In earlier posts, I’ve contrasted the difference between provincial IT and data-centric IT:
- Provincial IT is no longer necessary given the advances in compute, networking and storage we’ve seen over the last 30 years.
- In spite of this, most enterprises still unknowingly contribute to the complexity caused by obsolete provincial IT architecture by continuing to invest in legacy hindered application-centric systems.
- Data science as a discipline is therefore inhibited by the installed base of application-centric complexity that feeds on itself, with code and duplicated data silo sprawl that continually adds to the complexity. (Search on Dave McComb and Software Wasteland to find the book with his full argument and analysis regarding the waste of application centric systems).
In this post, I’ll focus on feedback loops best suited to take advantage of architecturally transformed data-centric systems. First I’ll consider how manual steps to create feedback loops have grown, by exploring an example from collaborative genealogy. Then I’ll elaborate on how systems design could eliminate manual work and upgrade the feedback loops we have.
Genealogy research: Relatedness is a bigger deal than we imagined
In a 2002 Atlantic article entitled “The Royal We”, Steve Olson made the following assertion:
“The mathematical study of genealogy indicates that everyone in the world is descended from Nefertiti and Confucius and everyone of European ancestry is descended from Muhammad and Charlemagne.”
Olson later on cited the work of Joseph Chang, a Statistician at Yale, as follows:
“Go back forty generations, or about a thousand years, and each of us theoretically has more than a trillion direct ancestors—a figure that far exceeds the total number of human beings who have ever lived.”
What Chang did was provide an informed estimate using math and facts about human ancestry.
The bottom line of the Olson’s article was that, if you go back far enough in history, every human ever born is related to everyone else. Math lets you know that even with low migration rates, if you go back to 5,000 BC, everyone ever born will share a common ancestor.
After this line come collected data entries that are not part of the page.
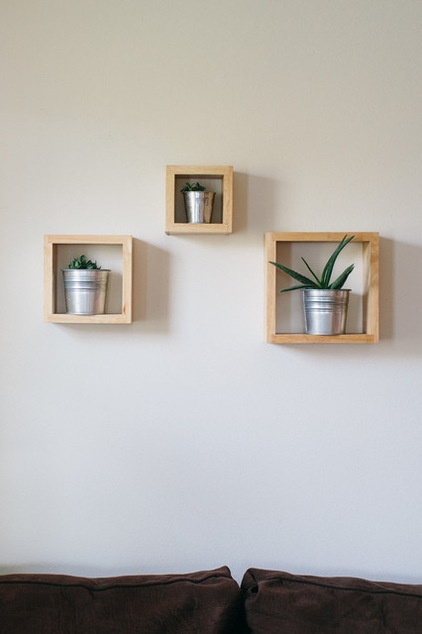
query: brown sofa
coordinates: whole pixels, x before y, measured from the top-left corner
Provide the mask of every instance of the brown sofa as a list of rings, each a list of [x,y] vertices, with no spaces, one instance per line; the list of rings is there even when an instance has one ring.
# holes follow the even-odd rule
[[[422,633],[422,585],[251,568],[242,590],[253,634]]]
[[[0,576],[0,634],[420,634],[422,586],[250,568]]]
Genealogy and data science
Genealogy is one of many industries that could thrive with a data-centric architecture. That industry provides a helpful example of where online-only enterprises stand architecture-wise, what they’re doing well, and how they could improve.
Each genealogy service is essentially a giant feedback loop, or more accurately, a lot of little feedback loops, with humans and machines working together to add, correct and refine the data in each database.Ancestry.com is the best known of these subscription-only services, but there are many others.
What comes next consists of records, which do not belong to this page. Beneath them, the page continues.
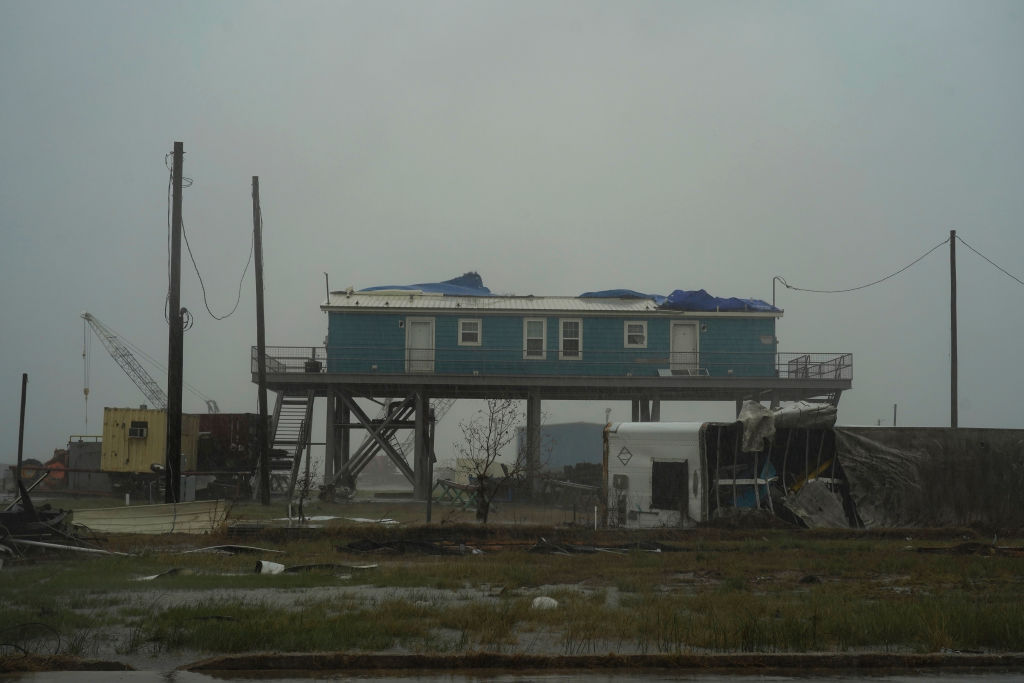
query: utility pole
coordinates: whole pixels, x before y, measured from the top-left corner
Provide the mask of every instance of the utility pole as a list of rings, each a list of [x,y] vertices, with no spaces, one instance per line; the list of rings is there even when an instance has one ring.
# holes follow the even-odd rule
[[[270,434],[267,432],[267,347],[263,323],[263,214],[260,179],[252,177],[252,240],[256,259],[256,378],[259,386],[260,503],[270,505]]]
[[[28,373],[21,373],[21,418],[18,421],[18,486],[21,487],[21,455],[25,446],[25,394],[28,388]]]
[[[31,487],[26,489],[25,482],[21,480],[21,457],[23,448],[25,446],[25,393],[27,388],[28,373],[23,372],[21,373],[21,418],[19,419],[18,422],[18,472],[16,475],[18,482],[18,497],[14,499],[14,502],[17,503],[18,501],[21,501],[22,510],[28,513],[30,519],[35,519],[38,521],[39,515],[36,513],[36,509],[32,505],[32,499],[28,495],[28,492],[31,491],[32,489]],[[43,476],[46,476],[45,470],[43,471]],[[40,479],[37,478],[34,483],[38,483],[39,481]],[[11,503],[7,507],[5,507],[4,510],[10,510],[13,504],[14,503]]]
[[[949,426],[956,429],[956,230],[949,231]]]
[[[167,307],[167,457],[164,470],[164,502],[181,500],[181,387],[183,373],[184,329],[181,318],[181,178],[185,162],[184,146],[174,143],[171,172],[171,283]]]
One of the main problems these services have is the quality of the contributions and proof (in the form of documentation) provided. There’s a garbage-in-garbage-out threat that looms over each relationship in the shared family tree. You and your cousins who are contributing might have a very careful methodology for disambiguating and proving the facts behind particular family member records with documentation, but there are others who may not be as careful.
The result? Uncertainty, duplication of effort, and a lot of research that gets wasted when users follow false paths in what’s supposed to be their tree too.
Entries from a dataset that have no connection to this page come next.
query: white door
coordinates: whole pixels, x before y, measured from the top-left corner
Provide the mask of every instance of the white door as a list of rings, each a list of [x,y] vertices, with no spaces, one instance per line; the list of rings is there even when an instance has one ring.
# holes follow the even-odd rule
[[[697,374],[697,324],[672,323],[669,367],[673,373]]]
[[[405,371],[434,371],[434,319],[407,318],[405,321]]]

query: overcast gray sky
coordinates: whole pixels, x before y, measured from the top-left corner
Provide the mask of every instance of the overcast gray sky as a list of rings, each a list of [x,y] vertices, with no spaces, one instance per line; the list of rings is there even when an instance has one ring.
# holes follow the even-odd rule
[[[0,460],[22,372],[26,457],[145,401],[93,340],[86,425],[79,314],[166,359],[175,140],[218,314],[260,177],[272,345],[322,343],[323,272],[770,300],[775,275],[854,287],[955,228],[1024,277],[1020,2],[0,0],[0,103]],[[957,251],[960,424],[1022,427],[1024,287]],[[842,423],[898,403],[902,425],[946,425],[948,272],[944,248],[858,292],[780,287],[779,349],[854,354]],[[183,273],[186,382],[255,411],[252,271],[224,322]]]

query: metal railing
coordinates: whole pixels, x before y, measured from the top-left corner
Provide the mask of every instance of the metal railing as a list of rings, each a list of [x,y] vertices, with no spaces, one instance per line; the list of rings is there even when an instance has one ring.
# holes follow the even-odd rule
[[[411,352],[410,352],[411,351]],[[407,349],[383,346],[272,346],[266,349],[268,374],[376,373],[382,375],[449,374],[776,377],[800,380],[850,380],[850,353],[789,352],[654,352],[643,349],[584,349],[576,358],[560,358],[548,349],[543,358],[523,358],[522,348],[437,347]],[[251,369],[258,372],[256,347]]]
All feedback loops aren’t created equal
Human-to-human feedback loops are ubiquitous. New workers learn from veteran co-workers. Children learn from parents. Younger siblings learn from older siblings and friends.
If this knowledge were more broadly shared with well-designed human-to-machine feedback loops, machines and many more people could both benefit.
There are three kinds of feedback loops:
- Virtuous: the kind that provides lasting benefits to the system and the users and other beneficiaries of the system.
- Neutral: the kind that doesn’t really have any lasting effect one way or the other.
- Degenerative: The kind that undermines the goals of maintaining the system or contributes to the breakdown of the system.
The best parts of the media ecosystem function as a means of information sharing and refinement–dynamic, evolving and virtuous feedback loops.
In a virtuous human-machine feedback loop, data improvement is the result. Remember that raw data is at the bottom of the knowledge pyramid. Humans inside the loop work with machines on a single or multiple domains to build a form of organically growing knowledge. Knowledge contains insights. At the top of the pyramid is actionable knowledge.
Revisiting the feedback loop: Second-order cybernetics
Back in 1976, Gregory Bateson, Margaret Mead and Stewart Brand got together to revisit Norbert Wiener’s feedback loop and discuss what they thought Wiener really meant. Brand later published an edited transcript of the conversation in his Co-Evolution Quarterly.
Initially, computer scientists after studying Wiener came up with a feedback loop design with the engineer outside the box. That’s how cybernetics was previously represented: a computer science-influenced input-output diagram with a single loop–the topmost diagram below.
Bateson suggested that Wiener intended that humans be represented in a second feedback loop. The bottommost diagram represents the dual-loop feedback the group in 1976 discussed.
Bateson’s summary: “What Wiener says is that you work on the whole picture and its properties. Now, there may be boxes inside here, like this of all sorts, but essentially your ecosystem, your organism-plus-environment, is to be considered as a single circuit.”
What’s the takeaway? The old computer science-influenced cybernetics model ignores the larger ecosystem, reinforcing provincial IT. By contrast, the dual-loop model includes humans from the larger ecosystem. Genealogy services echo this dual-loop model.
But unlike the current genealogy services industry, a desiloed, data-centric architecture approach wouldn’t have services in silos competing with one another. And feedback shouldn’t be limited by provincial IT assumptions.
As things stand today, most data scientists, focusing on one project at a time, unwittingly perpetuate overly limited feedback, guaranteeing that the work they’ll do will need to be redone, time and again. And the results of their efforts in any case will likely not be generalizable. Dual-loop or second order cybernetics with a knowledge graph foundation is a way to move beyond these limitations.